FWIW, as far as I know the US DOD and DOE still largely use tapes for backup, even with their modern systems, and not just because of inertia.

Modern tape drives aren’t exactly the cheapest thing you can find, though, the cheapest I’m turning up is around $500, and while cheaper than an HDD the backup tapes themselves aren’t exactly for the frugal buyer either (though just one would likely be enough for the OP).

Eh… it’s all the same thing anyway, just with different speed/cost differentials. Registers are fast, and expensive per kb, while tape is extremely slow, but very, very cheap per kb. Everything else falls somewhere in the middle.

Commonly though; the accepted usage is for “memory” to mean RAM or other solid-state on-chip or on-board storage, like caches, etc… while “storage” means something more off-line like a hard drive, flash drive, tape, stone tablets, etc…

The smart thing to do is to get some kind of redundant storage option- if you were to compress the music, you could probably store it for free on one of the online storage outfits.

There is a long term solution: Keep copying the data over to new media as they come out. This isn’t actually hard, as long as you know enough to do it. Yes, there was some data lost back in the '80s and '90s from people not doing this, but we’ve learned our lesson now, and that’s an easy mistake to avoid.

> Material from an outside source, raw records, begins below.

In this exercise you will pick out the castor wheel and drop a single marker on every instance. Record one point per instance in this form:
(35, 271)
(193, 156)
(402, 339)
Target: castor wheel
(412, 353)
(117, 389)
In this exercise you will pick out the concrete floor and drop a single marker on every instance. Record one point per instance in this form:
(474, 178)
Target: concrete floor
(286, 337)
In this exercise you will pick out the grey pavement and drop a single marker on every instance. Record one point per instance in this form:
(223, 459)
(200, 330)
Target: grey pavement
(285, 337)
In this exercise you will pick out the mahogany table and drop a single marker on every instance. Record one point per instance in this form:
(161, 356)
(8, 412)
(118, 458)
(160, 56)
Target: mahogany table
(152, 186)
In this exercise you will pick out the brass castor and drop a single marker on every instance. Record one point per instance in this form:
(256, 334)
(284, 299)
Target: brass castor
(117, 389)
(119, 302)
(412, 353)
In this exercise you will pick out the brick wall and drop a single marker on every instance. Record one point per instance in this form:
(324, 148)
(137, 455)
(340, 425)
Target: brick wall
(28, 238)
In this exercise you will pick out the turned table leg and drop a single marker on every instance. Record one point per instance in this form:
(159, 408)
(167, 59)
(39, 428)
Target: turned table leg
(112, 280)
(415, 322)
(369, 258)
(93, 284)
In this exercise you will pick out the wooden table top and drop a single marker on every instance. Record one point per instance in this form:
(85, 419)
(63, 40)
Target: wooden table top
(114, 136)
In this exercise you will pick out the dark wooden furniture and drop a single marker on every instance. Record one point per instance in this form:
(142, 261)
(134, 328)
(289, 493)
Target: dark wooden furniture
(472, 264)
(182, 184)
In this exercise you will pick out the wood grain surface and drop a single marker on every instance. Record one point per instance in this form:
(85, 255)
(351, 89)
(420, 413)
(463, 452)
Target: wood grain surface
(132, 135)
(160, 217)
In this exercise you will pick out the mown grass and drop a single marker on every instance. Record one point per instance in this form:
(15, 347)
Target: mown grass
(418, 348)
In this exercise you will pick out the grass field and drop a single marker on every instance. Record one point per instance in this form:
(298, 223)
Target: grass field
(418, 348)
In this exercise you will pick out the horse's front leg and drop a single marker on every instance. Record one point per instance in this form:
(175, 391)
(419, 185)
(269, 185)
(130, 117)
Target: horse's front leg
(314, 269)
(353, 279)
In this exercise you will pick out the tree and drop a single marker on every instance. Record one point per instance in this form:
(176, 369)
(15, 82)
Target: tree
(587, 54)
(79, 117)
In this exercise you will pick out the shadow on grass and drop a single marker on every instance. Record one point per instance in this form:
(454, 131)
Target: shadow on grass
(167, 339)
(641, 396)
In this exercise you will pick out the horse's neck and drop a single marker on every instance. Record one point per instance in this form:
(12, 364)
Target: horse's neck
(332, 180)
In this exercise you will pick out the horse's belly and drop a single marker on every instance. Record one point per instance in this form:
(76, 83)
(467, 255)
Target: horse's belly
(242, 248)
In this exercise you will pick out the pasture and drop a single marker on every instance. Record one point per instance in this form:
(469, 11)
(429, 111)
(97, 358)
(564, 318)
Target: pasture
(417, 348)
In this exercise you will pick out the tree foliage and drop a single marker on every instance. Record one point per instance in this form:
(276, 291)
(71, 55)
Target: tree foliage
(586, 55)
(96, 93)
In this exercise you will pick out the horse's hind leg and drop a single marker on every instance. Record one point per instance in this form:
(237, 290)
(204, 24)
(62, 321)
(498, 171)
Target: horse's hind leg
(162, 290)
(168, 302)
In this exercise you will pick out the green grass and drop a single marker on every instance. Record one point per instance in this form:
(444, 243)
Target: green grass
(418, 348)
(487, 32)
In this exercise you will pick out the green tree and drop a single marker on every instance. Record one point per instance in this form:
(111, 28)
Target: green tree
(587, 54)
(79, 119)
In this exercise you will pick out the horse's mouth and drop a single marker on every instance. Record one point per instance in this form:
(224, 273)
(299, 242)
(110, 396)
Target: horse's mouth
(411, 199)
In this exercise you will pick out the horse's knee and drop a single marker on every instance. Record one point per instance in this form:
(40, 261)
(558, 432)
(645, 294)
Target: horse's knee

Yeah, I’m in a computer science and electrical engineering department and the battle has been lost there as well. You still hear well-understood terms like “too big to fit in memory”, but with the recent commonality of streaming data from disk, for simplicity we often just treat disk as a tier of memory that happens to be slower than RAM (which itself is slower than L3 cache which is slower than…).